Crackdown coming on drunk driving

A high profile campaign to crack down on drinking and driving is on the way, new RCIP Commissioner Stuart Kernohan warned.

People had to realise that if they did not stop drinking and driving their chances of being caught were far greater, he told a public meeting in George Town on Wednesday night.

Patrols would be maximised to check on drivers breaking the law, and anyone found drinking and driving would be prosecuted, he said.

Mr. Kernohan said that years ago in the UK, drinking and driving was seen as socially acceptable by some but now it was totally unacceptable.

He felt there was some work to be done here to make sure people realised the importance of not drinking and driving.

More people are killed as a result of road accidents than through crimes of violence, and fatal accidents are not just costly in human terms, he said.

It had been estimated that every fatal road accident in the UK took one million pounds of resources to deal with, he added.

A small, but lively audience at the Mary Miller Hall heard Mr. Kernohan set out his views on various aspects policing and then fired questions at him.

But firstly, Deputy Commissioner Rudi Dixon told the audience about how the problems raised at the last George Town meeting three months ago had since been addressed.

Mr. Dixon said he had promised to deliver six neighbourhood watches and to date four had been completed and five others were in the immediate pipeline.

Since the last meeting burglaries had been reduced and were now down to a pre-Hurricane Ivan level and there had been no shootings since the last meeting.

Mr. Kernohan, who has been here only four weeks, said crime would be clamped down on at all levels and there would be an emphasis on neighbourhood and community policing.

The RCIP must be seen to care, to listen and to act, he said.

They wanted to build relationships with people, build up trust and confidence and, among other things, have police out on foot patrols.

It was important to get the basics right, he told the meeting.

The police had done a good job here but some of the systems and processes had perhaps not been as focused as he would like to see and were different from what he had been used to.

Mr. Kernohan said a high level strategic meeting had recently been held to consider what the RCIP would do in the next few years as well as in the short term.

The RCIP wanted to increase its effectiveness and get the structure right.

They wanted to play their part in the criminal justice processes by making sure that witnesses and victims came forward, that anonymities were preserved and that files were as well prepared as possible, he said.

Partnerships with other agencies such as Customs and Immigration were important and there were issues such as improving national concerns such as border protection and security, he said.

Such things as the police having the right equipment and leadership were important.

The vast majority of police officers turned up to do a good job but if they were not led the right way they could not be as effective, said Mr. Kernohan.

Some concern was raised by the audience about drug dealing in the Boddens Road area of George Town.

Mr.
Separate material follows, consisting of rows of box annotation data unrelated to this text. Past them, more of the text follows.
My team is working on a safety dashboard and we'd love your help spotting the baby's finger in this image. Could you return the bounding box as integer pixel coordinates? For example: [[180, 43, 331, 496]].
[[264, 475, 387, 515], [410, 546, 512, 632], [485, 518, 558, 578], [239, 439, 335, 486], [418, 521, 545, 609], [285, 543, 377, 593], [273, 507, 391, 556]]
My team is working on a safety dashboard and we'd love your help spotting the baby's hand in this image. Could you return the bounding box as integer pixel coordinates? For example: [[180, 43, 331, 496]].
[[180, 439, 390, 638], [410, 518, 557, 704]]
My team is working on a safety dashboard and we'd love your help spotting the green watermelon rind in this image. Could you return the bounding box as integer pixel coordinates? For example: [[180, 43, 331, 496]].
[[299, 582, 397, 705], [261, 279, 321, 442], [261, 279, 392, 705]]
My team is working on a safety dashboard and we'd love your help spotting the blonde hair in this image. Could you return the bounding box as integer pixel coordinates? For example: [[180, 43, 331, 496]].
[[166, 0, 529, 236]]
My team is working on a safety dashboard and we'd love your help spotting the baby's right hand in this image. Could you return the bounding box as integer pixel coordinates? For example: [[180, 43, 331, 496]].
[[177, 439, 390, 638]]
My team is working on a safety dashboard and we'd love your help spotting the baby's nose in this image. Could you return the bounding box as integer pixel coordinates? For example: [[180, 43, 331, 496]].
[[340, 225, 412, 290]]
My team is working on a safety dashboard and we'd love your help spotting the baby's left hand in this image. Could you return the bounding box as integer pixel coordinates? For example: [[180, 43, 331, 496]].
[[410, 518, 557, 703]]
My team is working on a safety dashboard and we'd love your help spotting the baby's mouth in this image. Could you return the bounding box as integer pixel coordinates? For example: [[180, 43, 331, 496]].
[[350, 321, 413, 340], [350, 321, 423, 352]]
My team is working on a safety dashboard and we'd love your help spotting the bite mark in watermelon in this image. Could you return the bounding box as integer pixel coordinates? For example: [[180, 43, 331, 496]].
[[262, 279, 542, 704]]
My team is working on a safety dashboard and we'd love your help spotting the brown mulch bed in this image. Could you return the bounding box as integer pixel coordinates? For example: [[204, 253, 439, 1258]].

Kernohan said he would address the issue but there was no point setting up a neighbourhood watch if, as some people felt, there would be as problem with lack of co-operation.

Deputy Commissioner Mr. Dixon said it had been proposed to tidy up and beautify the area to help deter people from using it for dealing drugs.

Commissioner Mr. Kernohan said the situation was about ‘taking the ground back first’ before beautifying it.

With the RCIP said to be presently short of vehicles – although new ones were on the way – Mr. Kernohan was asked a question about two police cars that appeared to be parked a good deal of the time outside an apartment complex in George Town.

Mr. Kernohan said that the idea of police taking cars home did not work unless they had sufficient vehicles.

But cars did tend to last longer if they were allocated to particular officers, because they were better looked after, he said.

Often, crimes such as theft and burglary did tend to be driven by people looking for money to get drugs, he said and he hoped to see programmes in place to make sure that the rehabilitation side of things was properly dealt with.

Mr. Dixon said Cayman seemed to be a perfect place for a tracking system.

There was a small nucleus of people, mainly recidivist, committing many of the crimes and a tracking system, which was fairly inexpensive, could lead to easy identification of someone committing such a crime, he said.